La firme doit donc décider de gérer de manière centralisée ou de laisser gérer localement par les acteurs les décisions concernant :

- les flux d’information vers les consommateurs : publicité locale ou nationale par exemple ; - l’approvisionnement : le distributeur local décide-t-il ou non de l’assortiment disponible sur

son point de vente ?

- la fixation des prix : le distributeur peut-il décider des prix des variantes disponibles sur son point de vente, ou peut-il les faire varier dans le temps ?

Il s’agit de choisir quelles décisions concernant le matching seront prises dans le cadre d’une relation d’agence.
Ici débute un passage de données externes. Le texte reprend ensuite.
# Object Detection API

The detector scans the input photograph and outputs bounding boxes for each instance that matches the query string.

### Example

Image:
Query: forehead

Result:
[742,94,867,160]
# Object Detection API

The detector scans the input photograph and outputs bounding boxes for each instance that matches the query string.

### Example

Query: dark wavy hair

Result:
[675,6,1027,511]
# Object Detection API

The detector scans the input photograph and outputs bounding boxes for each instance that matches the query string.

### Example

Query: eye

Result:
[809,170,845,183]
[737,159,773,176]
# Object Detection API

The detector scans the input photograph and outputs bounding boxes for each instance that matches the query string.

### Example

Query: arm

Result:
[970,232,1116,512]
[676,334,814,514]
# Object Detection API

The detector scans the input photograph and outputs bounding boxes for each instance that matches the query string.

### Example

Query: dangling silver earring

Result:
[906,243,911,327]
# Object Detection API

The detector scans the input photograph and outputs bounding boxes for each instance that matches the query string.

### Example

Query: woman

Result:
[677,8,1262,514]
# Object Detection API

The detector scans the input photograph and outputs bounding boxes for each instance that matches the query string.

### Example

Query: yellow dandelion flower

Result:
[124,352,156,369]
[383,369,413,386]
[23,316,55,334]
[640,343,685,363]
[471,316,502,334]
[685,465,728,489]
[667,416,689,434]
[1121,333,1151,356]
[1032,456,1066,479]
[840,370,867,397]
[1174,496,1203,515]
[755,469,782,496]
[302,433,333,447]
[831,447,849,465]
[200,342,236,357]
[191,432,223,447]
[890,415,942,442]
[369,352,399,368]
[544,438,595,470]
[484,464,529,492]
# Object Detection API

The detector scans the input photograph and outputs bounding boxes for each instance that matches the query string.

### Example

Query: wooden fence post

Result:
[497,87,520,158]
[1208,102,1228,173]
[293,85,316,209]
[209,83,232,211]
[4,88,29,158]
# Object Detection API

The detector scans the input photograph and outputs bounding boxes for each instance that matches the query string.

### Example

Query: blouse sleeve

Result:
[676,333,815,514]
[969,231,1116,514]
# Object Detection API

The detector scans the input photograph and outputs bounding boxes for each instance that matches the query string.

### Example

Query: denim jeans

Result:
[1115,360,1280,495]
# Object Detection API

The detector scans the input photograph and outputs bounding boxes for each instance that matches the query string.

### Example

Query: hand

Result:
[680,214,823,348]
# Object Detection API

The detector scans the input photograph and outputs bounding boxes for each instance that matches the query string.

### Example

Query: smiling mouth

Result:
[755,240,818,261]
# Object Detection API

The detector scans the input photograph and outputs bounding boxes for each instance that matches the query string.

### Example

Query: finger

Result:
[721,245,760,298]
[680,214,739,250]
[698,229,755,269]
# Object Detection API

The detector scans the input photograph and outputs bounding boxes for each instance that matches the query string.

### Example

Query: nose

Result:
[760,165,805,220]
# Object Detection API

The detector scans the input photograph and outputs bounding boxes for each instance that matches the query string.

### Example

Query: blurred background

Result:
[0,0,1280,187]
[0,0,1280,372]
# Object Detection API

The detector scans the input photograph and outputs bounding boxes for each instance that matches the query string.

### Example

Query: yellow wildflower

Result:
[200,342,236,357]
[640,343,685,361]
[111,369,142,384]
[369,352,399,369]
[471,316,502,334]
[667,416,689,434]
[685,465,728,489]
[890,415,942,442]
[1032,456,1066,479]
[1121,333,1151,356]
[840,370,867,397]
Ces choix nécessitent de trancher des arbitrages économiques en fonction de l’aversion au risque de l’agent en charge de la distribution (c’est-à-dire l’arbitrage classique entre incitation et assurance de l’agent averse au risque), de l’information locale que l’agent doit exploiter dans ses décisions, ou encore, en présence d’incertitude sur la demande, la taille du marché sur laquelle l’agent devra prendre des décisions.

ii)- La désintégration aval de la distribution

Il s’agit du choix de la firme concernant, selon le degré de décentralisation choisi, la désintégration aval de sa distribution. Les décisions en matière de désintégration aval peuvent être liées à la réduction des coûts de transaction (Williamson, 1975), ou issues de considérations technico-économiques comme l’exploitation d’économies de gamme en aval.

La désintégration aval de la distribution signifie donc que la relation d’agence est organisée dans le cadre d’une relation verticale entre deux firmes. Le distributeur désintégré assure donc la part du matching qui lui est impartie (selon le degré de décentralisation) selon ses propres incitations, à savoir la maximisation de son profit. Le producteur doit alors mettre en place un système de relation verticale qui permette d’aligner les incitations du distributeur sur son programme d’optimisation du matching.

Nous détaillerons ainsi dans la deuxième partie de cette thèse les problèmes spécifiques que pose la fonction de matching dans les relations verticales entre constructeur et concessionnaires dans le secteur de l’automobile.

Nous avons montré que la firme organise le matching de son offre avec les consommateurs, et qu’elle suit une rationalité économique dans cette organisation. Or le programme d’optimisation du matching de la firme doit prendre en compte trop d’éléments organisationnels et opérationnels de son activité pour être paramétré simplement. Nous présenterons dans les deux parties suivantes, et de manière simplifiée, le programme de la firme quand elle est confrontée à

deux contraintes prises séparément : l’information imparfaite des consommateurs nécessitant des dépenses publicitaires (partie 3), et l’incertitude sur la demande (partie 4).

La modélisation simplifiée du comportement de la firme face à ces deux contraintes prises en compte isolément, permet de mettre en évidence les arbitrages de la firme, et ainsi d’illustrer notre hypothèse de rationalité de la firme dans ses choix économiques concernant la rencontre entre son offre variée et les consommateurs aux préférences hétérogènes.